Go On Review: "Do You Believe in Ghosts...Yes!" (Episode 1.05)
It was already known that Christine Woods signed on in July to play Ryan’s late wife in a series of flashbacks and dream sequences, so she had to appear sooner or later. Right? “Do You Believe in Ghosts Yes!” started things off by introducing the new aspect to the show right away.
The theme of items past their expiration dates pops up not so subtly throughout the entire episode. First Ryan discusses Jerry Rice as a 49er and then, making us all sad, as a Raider. Then he’s at home trying to find some leftover food that’s not expired. He then sees his deceased wife, but runs from her appearance and thinks he’s crazy.
Of course he’s not, and the episode delves into the fact that he needs to talk to ghost Janie to see what she is trying to tell him. “Go buy new food,” she says. And when he does, then they’ll talk. It’s a simple idea that obviously means something else. However, we still get a scene at the grocery store which may be one of the stupidest ideas, but his predictable inability to shop and subsequent stalking of a gentleman who knows how to makes it work.
His arc in this week’s episode is yet again about self-discovery. Ryan knows he needs to move on, and little by little he’s making it work. A lot of people might see the same recurring plot as a problem, but I feel it is a justified repetition. After all, it’s not as if the entire show focuses on Ryan’s ability to move on. Sure it’s a recurring thing, but then the show does a nice job of balancing out Steven’s problems as well as the group’s as well.
Steven hasn’t mentioned his girlfriend in over a month, and Ryan thinks it’s because he just lost his wife and Steven doesn’t want to make him feel bad. In reality Steven was dumped and can’t get back onto the dating scene because his best friend won’t go out and wingman him. Like everything else in the show, the initial problem isn’t what’s really bothering Steven. He doesn’t necessarily want to go pick up ladies; he just wants to hang out with Ryan.

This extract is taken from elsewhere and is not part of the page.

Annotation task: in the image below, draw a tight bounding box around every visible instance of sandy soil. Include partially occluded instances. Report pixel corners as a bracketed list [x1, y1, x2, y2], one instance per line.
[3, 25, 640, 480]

Go On uses a simple structure that might get old over time, but if they keep throwing in new ideas each week, eventually they’ll land on the right formula. Adding the bit about the group coming together to help their group leader was nice and gives us time to learn about those characters. I’d still like to see more of Ryan and the group interact outside of the sessions, but I’m sure that will come eventually. Right now the show is highlighting the right characteristics, but it’s dimly lit. Even so, I’m hopeful that this show will shake off freshman jitters and, now that it has a full season pick-up, won’t play it so safe anymore.